Dans la camionnette, sur le chemin du retour, mon prof qui n’a rien vendu me dit : « Ceci c’est une petite foire, on va allez à Bâle, là c’est quelque chose ! ». Je lui dis que je ne mettrai plus jamais les pieds dans ce genre de cirque malsain, c’est trop dur, trop humiliant. J’ai eu l’impression d’être invité pour un buffet hors de prix où l’on avait convié tous ceux qui font partie du «un pourcent », pour qu’ils puissent définitivement exposer leur supériorité en se payant ce que nous exposons. J’ai l’impression que nous avons-nous mêmes mixés tous les plats pour les faire entrer dans une immense soupière en or massif : les huitres, les sabayons, les rôtis, la bisque, les zakouskis, les civets, le foie gras, les profiteroles, le mouton Rothschild, le saumon d’Ecosse, le sorbet de mûres aux éclats de feuilles d’or, le dom Pérignon, le soufflé au fromage, les ortolans, les blinis au caviar de la mer noir, les figues fraiches du Pirée, le parmesan 20 ans d’âge d’Émilie-Romagne, l’armagnac des Landes, le cheval blanc 1947 de Gironde, le trou normand et la coke de Colombie.

 

- « C’est une occasion unique de se montrer, les gens viennent du monde entier ».
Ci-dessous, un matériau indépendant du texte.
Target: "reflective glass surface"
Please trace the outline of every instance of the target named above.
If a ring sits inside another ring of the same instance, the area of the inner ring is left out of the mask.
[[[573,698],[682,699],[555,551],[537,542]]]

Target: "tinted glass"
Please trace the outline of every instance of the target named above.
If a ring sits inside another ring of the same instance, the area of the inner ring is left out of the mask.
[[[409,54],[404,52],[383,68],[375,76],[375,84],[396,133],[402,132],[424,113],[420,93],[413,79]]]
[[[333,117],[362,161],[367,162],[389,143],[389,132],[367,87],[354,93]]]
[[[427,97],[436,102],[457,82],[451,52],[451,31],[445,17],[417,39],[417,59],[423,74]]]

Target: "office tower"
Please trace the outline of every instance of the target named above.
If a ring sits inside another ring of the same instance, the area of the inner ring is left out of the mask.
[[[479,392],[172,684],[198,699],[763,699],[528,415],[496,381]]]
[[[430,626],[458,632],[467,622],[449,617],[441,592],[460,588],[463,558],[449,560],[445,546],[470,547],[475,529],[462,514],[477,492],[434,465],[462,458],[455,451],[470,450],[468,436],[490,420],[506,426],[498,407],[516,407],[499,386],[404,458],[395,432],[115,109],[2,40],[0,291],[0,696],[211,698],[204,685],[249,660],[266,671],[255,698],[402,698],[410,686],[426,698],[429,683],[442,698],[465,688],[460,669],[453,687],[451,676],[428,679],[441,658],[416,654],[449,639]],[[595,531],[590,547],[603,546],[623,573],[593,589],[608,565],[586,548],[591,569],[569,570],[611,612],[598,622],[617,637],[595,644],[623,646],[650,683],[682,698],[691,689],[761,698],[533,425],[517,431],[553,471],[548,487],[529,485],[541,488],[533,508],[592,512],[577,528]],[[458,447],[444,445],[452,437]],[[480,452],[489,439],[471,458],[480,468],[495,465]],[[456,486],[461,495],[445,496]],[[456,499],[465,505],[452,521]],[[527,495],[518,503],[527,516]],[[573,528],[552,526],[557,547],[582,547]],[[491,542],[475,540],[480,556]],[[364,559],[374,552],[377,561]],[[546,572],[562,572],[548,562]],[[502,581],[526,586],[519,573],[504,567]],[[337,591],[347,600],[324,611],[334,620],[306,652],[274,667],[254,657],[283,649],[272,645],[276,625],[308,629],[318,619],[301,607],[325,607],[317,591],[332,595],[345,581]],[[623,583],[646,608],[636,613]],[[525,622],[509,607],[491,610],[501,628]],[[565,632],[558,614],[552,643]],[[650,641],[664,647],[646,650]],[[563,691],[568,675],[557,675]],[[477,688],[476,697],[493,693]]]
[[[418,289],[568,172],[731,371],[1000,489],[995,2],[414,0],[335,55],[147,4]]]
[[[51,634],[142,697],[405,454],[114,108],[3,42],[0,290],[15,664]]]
- « Très bien mais alors, pourquoi nous à t’on fait lire, « Du spirituel dans l’art », « Lettre à un jeune poète », « « Bâtissons une cathédrale » cette discussions entre Beuys, Kounellis, Kiefer, et Cucchi ? »
On nous a fait perdre du temps. Y a un truc de trop, soit on fait l’impasse sur cette espèce de transmission des valeurs de spiritualité de la résistance à la convention, soit – entre chaque atelier – on nous donne un cours de marketing, de comptabilité à partie double, de schizophrénie active et de stratégie Sun TZU.
- « T’es vraiment chiant, tu te poses trop de questions, t’es un communiste ou quoi ? »
Le chauffage de la camionnette est bloqué au maximum, nous roulons en plein hiver avec les fenêtres ouvertes, les paysages sont des aquarelles qui ne servent à rien, je prends quand même quelques notes, on ne sait jamais.